I have some problem with the bounding boxes. The visualize model in Roboflow correctly predicts the objects from the image but when I try it with my own code, it doesn’t work with the models (27, 25) but it does work with models (11, 14).
- Project Type: Object Detection
- Operating System & Browser: Windows / Edge
- Project Universe Link or Workspace/Project ID: Kitchen Intelligent Assistant Object Detection Dataset and Pre-Trained Model by STUST K Lab
The model in the browser works well.
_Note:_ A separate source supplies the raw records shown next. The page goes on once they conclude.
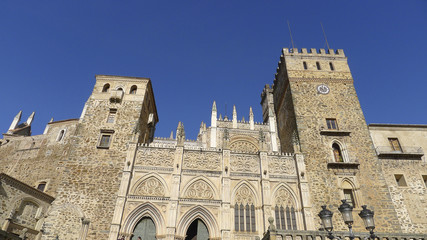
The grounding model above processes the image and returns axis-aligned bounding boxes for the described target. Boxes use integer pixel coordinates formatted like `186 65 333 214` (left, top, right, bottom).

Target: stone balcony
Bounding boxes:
375 146 424 160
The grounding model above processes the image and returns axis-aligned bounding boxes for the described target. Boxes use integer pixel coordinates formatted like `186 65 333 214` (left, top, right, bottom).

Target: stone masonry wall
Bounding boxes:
275 49 401 232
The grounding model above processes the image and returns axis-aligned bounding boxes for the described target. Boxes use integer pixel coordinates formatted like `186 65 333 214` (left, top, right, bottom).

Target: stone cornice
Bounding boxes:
0 173 55 203
289 78 353 83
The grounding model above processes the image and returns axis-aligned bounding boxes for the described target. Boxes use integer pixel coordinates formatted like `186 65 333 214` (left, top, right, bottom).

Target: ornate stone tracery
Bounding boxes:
183 151 221 170
230 155 259 173
184 180 214 199
230 140 259 153
268 157 296 175
275 187 295 207
136 149 175 167
234 185 255 204
134 177 165 196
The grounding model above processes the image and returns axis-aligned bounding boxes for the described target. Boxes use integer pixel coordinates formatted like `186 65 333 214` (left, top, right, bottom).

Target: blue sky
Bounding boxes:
0 0 427 139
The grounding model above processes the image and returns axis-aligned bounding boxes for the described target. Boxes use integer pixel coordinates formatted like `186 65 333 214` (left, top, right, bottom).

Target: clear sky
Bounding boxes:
0 0 427 139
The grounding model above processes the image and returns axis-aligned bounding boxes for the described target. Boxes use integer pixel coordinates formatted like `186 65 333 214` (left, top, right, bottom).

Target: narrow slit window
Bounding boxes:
129 85 137 94
388 138 402 152
102 83 110 92
97 130 114 149
423 175 427 187
107 108 117 123
234 203 239 231
326 118 338 130
37 182 46 192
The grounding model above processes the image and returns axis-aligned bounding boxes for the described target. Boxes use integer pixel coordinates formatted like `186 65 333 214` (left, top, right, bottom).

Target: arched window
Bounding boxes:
332 143 344 162
234 186 256 232
102 83 110 92
341 181 357 207
274 188 297 230
129 85 137 94
56 129 65 142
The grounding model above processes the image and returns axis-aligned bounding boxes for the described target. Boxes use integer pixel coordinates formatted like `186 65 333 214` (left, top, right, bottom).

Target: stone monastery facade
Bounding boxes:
0 48 427 240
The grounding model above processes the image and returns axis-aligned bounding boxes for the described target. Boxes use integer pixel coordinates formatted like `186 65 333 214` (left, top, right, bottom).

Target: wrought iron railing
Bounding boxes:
262 230 427 240
376 146 424 155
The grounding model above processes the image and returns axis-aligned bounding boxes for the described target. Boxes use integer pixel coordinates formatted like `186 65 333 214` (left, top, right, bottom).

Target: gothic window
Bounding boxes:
234 186 256 232
274 188 297 230
332 143 344 162
56 129 65 142
129 85 137 94
388 138 402 152
394 174 408 187
97 130 114 149
102 83 110 92
343 189 355 207
107 108 117 123
326 118 338 130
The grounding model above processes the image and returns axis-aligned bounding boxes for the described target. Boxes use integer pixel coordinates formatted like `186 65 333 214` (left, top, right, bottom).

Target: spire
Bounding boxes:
9 110 22 131
199 121 204 134
211 101 217 127
249 107 255 130
233 105 237 128
26 112 36 126
176 122 185 146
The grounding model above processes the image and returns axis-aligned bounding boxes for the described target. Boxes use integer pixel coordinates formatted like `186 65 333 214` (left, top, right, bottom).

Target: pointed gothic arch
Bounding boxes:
176 205 221 239
120 202 166 236
231 180 261 206
273 183 303 230
329 139 350 162
130 173 170 197
181 176 219 199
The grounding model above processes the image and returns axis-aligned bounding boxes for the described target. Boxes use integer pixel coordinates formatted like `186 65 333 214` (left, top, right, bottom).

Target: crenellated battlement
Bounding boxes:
281 48 345 58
I tried running it with docker but it doesn’t work for the models (27, 25) but works with models (11, 14) as shown:
I tried running it without docker and it works fine, same as the browser.
Here is my code:
import cv2
from roboflow import Roboflow
from inference_sdk import InferenceHTTPClient
client = InferenceHTTPClient(
api_url="http://localhost:9001",
api_key="################"
)
class ObjectDetection:
def __init__(self):
self.rf = Roboflow(api_key="################")
#self.project = self.rf.workspace("stust-k-lab").project("kitchen-intelligent-assistant")
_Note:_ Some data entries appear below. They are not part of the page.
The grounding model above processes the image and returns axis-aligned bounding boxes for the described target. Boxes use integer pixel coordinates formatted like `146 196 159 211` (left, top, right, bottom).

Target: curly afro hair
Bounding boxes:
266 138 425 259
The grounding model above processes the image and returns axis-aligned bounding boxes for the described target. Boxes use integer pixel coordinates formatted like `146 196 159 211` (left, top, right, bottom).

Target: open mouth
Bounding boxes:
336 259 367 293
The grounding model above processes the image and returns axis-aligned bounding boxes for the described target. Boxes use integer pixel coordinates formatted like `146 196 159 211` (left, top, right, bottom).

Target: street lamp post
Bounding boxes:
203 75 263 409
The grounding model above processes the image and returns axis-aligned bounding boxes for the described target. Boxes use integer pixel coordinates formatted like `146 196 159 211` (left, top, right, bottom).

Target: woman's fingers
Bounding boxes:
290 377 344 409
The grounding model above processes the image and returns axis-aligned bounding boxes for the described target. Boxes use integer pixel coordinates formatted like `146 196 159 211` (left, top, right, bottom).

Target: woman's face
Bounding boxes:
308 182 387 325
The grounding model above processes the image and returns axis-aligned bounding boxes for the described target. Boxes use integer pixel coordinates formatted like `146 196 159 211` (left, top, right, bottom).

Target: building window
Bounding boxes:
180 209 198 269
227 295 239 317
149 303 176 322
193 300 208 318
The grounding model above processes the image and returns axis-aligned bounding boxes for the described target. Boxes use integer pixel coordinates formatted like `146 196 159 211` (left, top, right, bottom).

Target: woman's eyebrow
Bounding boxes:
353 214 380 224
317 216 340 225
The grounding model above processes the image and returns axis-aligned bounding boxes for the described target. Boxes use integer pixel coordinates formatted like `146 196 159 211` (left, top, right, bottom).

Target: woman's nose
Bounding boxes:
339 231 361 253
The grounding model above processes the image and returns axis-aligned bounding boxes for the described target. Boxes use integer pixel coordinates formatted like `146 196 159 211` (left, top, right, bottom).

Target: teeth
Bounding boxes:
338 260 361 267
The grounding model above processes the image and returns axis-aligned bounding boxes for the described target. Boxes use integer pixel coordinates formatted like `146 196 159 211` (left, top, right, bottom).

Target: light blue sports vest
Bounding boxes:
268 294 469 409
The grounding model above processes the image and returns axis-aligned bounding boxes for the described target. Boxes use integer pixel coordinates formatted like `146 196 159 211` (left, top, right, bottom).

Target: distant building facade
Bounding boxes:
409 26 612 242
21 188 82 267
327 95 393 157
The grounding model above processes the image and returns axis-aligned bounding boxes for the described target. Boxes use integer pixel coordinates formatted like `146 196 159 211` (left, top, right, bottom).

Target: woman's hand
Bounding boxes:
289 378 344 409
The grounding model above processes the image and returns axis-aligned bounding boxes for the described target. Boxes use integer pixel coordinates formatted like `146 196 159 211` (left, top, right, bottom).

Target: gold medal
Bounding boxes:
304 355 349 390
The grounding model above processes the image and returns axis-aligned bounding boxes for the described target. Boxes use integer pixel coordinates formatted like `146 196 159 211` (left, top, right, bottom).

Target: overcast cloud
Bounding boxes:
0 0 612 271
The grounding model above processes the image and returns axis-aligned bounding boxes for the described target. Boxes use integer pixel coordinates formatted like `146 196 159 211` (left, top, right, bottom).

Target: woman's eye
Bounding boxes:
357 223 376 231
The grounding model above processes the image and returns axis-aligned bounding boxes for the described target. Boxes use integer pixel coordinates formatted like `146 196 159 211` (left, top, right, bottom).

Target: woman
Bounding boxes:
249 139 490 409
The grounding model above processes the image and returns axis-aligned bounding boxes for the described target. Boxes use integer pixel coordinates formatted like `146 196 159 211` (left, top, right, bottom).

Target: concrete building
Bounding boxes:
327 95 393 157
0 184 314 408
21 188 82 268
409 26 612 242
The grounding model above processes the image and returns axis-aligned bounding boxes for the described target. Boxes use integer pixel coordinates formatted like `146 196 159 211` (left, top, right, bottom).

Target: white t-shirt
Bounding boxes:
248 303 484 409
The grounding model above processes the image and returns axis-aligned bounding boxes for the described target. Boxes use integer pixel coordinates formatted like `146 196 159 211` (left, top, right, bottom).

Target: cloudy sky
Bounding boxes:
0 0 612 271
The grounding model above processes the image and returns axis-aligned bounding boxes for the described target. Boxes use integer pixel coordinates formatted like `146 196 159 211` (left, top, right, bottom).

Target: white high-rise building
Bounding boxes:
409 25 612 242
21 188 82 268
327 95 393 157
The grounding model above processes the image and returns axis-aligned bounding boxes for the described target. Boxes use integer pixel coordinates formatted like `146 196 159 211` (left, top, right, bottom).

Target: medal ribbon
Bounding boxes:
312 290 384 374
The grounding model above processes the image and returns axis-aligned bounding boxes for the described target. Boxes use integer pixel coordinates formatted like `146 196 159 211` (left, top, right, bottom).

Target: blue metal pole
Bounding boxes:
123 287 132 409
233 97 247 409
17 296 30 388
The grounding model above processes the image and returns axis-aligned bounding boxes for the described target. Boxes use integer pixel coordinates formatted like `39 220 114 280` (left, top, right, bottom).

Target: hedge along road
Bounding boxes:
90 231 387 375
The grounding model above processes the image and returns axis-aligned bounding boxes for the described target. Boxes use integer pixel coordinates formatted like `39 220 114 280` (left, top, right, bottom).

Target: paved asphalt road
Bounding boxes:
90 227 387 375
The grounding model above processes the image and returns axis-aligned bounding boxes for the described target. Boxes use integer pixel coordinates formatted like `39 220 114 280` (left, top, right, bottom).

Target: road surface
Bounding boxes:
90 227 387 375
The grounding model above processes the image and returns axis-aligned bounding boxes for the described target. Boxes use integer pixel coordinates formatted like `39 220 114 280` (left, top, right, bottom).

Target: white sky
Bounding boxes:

#self.model = self.project.version(27).model
self.main_dish_count = 0
self.side_dish_count = 0
self.width = 960
self.height = 540
def get_class_color(self, class_name):
if "-m-" in class_name:
self.main_dish_count += 1
if self.main_dish_count == 1:
return (0, 0, 255) # Red
elif "-s-" in class_name:
self.side_dish_count += 1
if self.side_dish_count == 1:
return (0, 255, 0) # Green
elif self.side_dish_count == 2:
return (255, 0, 0) # Blue
elif self.side_dish_count == 3:
return (0, 255, 255) # Yellow
return (255, 255, 255) # Default to white for unknown classes
def process_yolov8(self, frame):
frame = cv2.resize(frame, (self.width, self.height))
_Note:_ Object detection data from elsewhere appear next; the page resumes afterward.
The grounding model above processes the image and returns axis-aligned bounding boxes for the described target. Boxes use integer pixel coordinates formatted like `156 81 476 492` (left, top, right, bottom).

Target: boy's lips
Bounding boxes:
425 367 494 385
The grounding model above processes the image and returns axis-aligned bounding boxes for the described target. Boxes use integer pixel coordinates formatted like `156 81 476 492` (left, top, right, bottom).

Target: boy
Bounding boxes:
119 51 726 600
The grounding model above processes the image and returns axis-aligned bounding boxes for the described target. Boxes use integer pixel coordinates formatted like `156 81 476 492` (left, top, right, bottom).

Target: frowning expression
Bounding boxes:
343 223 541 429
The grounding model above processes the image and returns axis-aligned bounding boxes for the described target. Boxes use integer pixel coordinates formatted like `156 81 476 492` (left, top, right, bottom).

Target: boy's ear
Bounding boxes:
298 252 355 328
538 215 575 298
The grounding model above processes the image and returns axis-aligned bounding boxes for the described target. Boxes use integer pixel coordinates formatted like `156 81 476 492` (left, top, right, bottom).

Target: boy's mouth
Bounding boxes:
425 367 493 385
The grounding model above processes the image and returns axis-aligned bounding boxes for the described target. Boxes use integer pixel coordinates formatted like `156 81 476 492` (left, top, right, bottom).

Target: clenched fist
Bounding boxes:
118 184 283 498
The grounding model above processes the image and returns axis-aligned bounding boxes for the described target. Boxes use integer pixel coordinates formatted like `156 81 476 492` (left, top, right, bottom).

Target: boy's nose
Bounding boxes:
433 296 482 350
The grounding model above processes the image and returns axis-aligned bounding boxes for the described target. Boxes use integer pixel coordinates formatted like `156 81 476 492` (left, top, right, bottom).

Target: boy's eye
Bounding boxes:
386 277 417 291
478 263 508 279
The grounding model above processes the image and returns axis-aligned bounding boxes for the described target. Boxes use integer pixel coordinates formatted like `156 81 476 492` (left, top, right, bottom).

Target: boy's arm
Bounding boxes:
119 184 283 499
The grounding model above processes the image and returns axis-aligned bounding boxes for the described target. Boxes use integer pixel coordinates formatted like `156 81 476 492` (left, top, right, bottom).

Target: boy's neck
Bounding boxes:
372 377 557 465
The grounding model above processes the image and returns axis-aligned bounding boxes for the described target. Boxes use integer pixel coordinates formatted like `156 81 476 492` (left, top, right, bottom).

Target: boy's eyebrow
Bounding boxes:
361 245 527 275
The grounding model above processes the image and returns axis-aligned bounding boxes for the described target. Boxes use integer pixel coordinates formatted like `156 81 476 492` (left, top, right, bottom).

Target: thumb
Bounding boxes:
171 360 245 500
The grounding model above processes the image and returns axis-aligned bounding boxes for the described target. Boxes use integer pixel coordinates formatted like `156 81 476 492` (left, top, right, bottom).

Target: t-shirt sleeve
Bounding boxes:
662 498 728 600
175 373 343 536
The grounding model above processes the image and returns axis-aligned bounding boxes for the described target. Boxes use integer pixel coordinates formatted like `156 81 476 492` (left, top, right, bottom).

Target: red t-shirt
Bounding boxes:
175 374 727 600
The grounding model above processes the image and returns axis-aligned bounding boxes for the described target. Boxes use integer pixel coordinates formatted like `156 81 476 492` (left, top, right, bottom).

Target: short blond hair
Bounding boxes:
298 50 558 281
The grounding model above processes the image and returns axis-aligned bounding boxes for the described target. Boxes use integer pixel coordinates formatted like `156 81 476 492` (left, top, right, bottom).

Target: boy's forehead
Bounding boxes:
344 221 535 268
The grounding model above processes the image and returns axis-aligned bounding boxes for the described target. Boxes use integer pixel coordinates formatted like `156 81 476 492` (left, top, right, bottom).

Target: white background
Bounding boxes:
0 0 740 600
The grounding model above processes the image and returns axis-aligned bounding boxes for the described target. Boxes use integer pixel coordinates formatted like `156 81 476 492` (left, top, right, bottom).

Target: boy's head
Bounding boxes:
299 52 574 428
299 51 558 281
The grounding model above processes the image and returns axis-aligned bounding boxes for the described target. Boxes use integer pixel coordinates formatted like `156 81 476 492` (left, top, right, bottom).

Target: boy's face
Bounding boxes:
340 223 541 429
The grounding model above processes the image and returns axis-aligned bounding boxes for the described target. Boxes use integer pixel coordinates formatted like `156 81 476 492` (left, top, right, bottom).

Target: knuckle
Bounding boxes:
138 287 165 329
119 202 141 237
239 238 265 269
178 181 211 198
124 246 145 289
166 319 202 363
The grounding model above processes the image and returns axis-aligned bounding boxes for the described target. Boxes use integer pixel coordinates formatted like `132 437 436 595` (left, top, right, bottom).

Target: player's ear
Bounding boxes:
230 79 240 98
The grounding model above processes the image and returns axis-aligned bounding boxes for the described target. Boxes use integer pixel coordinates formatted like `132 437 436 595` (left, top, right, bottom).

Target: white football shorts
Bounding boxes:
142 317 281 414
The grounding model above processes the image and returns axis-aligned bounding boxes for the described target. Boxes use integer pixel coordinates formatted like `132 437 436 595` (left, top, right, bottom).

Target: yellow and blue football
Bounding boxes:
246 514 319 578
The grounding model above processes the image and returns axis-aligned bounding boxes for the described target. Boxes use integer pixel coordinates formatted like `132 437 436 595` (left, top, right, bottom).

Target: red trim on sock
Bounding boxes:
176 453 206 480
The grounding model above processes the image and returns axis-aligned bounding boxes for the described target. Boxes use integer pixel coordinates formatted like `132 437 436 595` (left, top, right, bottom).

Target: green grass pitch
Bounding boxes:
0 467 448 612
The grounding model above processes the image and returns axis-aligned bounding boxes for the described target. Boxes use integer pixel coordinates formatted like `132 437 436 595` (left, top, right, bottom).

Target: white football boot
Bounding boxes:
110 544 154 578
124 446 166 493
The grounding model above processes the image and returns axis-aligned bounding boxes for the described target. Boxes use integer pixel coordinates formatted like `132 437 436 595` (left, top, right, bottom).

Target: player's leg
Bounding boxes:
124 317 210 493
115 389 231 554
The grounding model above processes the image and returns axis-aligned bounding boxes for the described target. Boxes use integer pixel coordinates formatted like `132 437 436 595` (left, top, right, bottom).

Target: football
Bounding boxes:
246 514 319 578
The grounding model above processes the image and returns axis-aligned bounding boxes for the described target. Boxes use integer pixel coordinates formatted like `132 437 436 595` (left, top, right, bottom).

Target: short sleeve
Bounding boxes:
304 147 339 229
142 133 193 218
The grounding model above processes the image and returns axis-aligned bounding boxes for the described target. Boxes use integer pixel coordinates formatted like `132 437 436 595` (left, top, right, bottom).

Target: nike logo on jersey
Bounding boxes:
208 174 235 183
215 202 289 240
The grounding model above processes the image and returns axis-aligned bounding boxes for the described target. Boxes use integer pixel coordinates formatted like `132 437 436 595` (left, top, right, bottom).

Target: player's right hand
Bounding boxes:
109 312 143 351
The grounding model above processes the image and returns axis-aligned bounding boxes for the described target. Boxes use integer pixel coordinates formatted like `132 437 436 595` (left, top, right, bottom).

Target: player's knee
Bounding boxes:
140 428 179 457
#results = self.model.predict(frame, confidence=50, overlap=50)
#predictions = results.json()
with client.use_model(model_id="kitchen-intelligent-assistant/27"):
predictions = client.infer(frame)
print(predictions)
for prediction in predictions['predictions']:
x = prediction['x']
y = prediction['y']
width = prediction['width']
height = prediction['height']
class_name = prediction['class']
confidence = prediction['confidence']
x1 = int(x - (width / 2))
y1 = int(y - (height / 2))
x2 = int(x + (width / 2))
y2 = int(y + (height / 2))
color = self.get_class_color(class_name)
cv2.rectangle(frame, (x1, y1), (x2, y2), color, 1)
label = f'{class_name[:2].replace("-", "")} - {confidence:.2f}'
text_size, _ = cv2.getTextSize(label, cv2.FONT_HERSHEY_SIMPLEX, 0.5, 1)
cv2.rectangle(frame, (x1, y1 - text_size[1]), (x1 + text_size[0], y1), color, -1)
cv2.putText(frame, label, (x1, y1), cv2.FONT_HERSHEY_SIMPLEX, 0.5, (0, 0, 0), 1)
self.main_dish_count = 0
self.side_dish_count = 0
return frame
if __name__ == "__main__":
yolo_processor = ObjectDetection()
#video_file = "records\\record_20240312_135626.avi"
#cap = cv2.VideoCapture(video_file)
picture = cv2.imread('data\\0 degrees\day_1\lunch\day_1_lunch (1).png')
while True:
#ret, frame = cap.read()
#if not ret:
# break
predictions = yolo_processor.process_yolov8(picture)
cv2.imshow("YOLOv8", predictions)
if cv2.waitKey(int(1000/32)) & 0xFF == ord('q'):
break
cap.release()
cv2.destroyAllWindows()